12.02.2023 - "Wie man Gott findet" - Predigt am Sonttag Sexagesimä zu Jesaja 55,6-12a (Pfr. Fischer)

Gnade sei mit Euch und Friede von Gott, unserm Vater, und dem Herrn Jesus Christus. Amen.

 

Predigttext aus Jesaja 55, 6-12a:

6Suchet den Herrn, solange er zu finden ist; ruft ihn an, solange er nahe ist.
7Der Gottlose lasse von seinem Wege und der Übeltäter von seinen Gedanken und bekehre sich zum Herrn, so wird er sich seiner erbarmen, und zu unserm Gott, denn bei ihm ist viel Vergebung.
8Denn meine Gedanken sind nicht eure Gedanken, und eure Wege sind nicht meine Wege, spricht der Herr, 9sondern so viel der Himmel höher ist als die Erde, so sind auch meine Wege höher als eure Wege und meine Gedanken als eure Gedanken.
10Denn gleichwie der Regen und Schnee vom Himmel fällt und nicht wieder dahin zurückkehrt, sondern feuchtet die Erde und macht sie fruchtbar und lässt wachsen, dass sie gibt Samen zu säen und Brot zu essen,
11so soll das Wort, das aus meinem Munde geht, auch sein: Es wird nicht wieder leer zu mir zurückkommen, sondern wird tun, was mir gefällt, und ihm wird gelingen, wozu ich es sende.
12Denn ihr sollt in Freuden ausziehen und im Frieden geleitet werden.

Liebe Gemeinde,
beim Stöbern im Internet ist mir eine Postkarte aufgefallen:
Wie man Gott findet, „Wie man Gott findet“, steht darauf, und dazu einige Vorschläge wie oder wo man das tun könnte – Gott finden: Schau einer Möhre beim Wachsen zu - hebe Müll auf - schau in den Spiegel - mach Mathe - liebe, auch wenn niemand da ist – spiele!

Und noch einiges mehr.

Wie man Gott findet.

Ich brauche diese Erinnerung, wie ich Gott finden kann, damit ich mich überhaupt auf die Suche mache.

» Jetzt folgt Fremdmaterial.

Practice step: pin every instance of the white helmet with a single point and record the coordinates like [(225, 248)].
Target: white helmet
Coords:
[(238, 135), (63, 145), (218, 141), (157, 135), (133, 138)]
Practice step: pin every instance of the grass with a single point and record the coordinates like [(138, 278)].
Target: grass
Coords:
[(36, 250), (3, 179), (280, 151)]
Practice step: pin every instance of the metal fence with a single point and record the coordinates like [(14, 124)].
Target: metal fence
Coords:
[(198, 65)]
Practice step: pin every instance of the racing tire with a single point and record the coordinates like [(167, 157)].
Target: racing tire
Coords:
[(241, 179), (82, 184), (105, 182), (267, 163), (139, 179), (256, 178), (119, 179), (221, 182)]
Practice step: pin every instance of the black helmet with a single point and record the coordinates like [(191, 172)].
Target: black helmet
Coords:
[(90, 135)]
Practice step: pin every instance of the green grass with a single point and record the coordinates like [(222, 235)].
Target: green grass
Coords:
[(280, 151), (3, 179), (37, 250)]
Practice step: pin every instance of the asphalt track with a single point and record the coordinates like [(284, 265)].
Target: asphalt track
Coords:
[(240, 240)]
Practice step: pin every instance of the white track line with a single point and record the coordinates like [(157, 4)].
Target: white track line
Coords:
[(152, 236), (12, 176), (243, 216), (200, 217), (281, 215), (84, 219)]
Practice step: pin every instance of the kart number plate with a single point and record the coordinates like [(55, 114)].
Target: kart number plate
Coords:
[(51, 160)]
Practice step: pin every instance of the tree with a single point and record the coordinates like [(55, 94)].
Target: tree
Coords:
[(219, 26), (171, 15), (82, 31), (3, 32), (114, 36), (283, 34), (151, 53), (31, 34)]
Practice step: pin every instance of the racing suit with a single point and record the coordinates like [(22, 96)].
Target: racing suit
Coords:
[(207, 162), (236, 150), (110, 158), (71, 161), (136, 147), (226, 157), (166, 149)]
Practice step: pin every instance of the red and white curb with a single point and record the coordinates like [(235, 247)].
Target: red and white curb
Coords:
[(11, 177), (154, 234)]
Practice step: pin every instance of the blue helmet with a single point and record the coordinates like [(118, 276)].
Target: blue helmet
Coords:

In meinem Alltag, im Kleinen wie im Großen, manchmal ganz nebenbei.
Ich brauche diese Erinnerung, nach Gott Ausschau zu halten.

Denn Gott steht bei mir nicht zuhause im Bücherregal und wartet darauf, bis ich Gott wie ein Buch aus dem Regal ziehe.

Einerseits erscheint mir das sehr praktisch und bequem, wenn Gott einfach im Bücherregal auf mich warten würde.

Andererseits – wenn ich ehrlich bin, hätte ich wahrscheinlich schon längst vergessen, dass Gott da überhaupt steht und auf mich wartet.
Mit Büchern geht mir das ja auch so.
Manchmal sogar mit den guten.

Wie man Gott findet

Einige Israeliten im Exil in Babylon vor über 2500 Jahren brauchten die Erinnerung ebenfalls.

„Sucht den Herrn, jetzt ist er zu finden! Ruft ihm zu, jetzt er nahe!“, ruft der Prophet Jesaja deswegen seinen Mitmenschen zu, von denen manche aufgehört hatten, Gott zu suchen, geschweige denn auf ihn zu hoffen.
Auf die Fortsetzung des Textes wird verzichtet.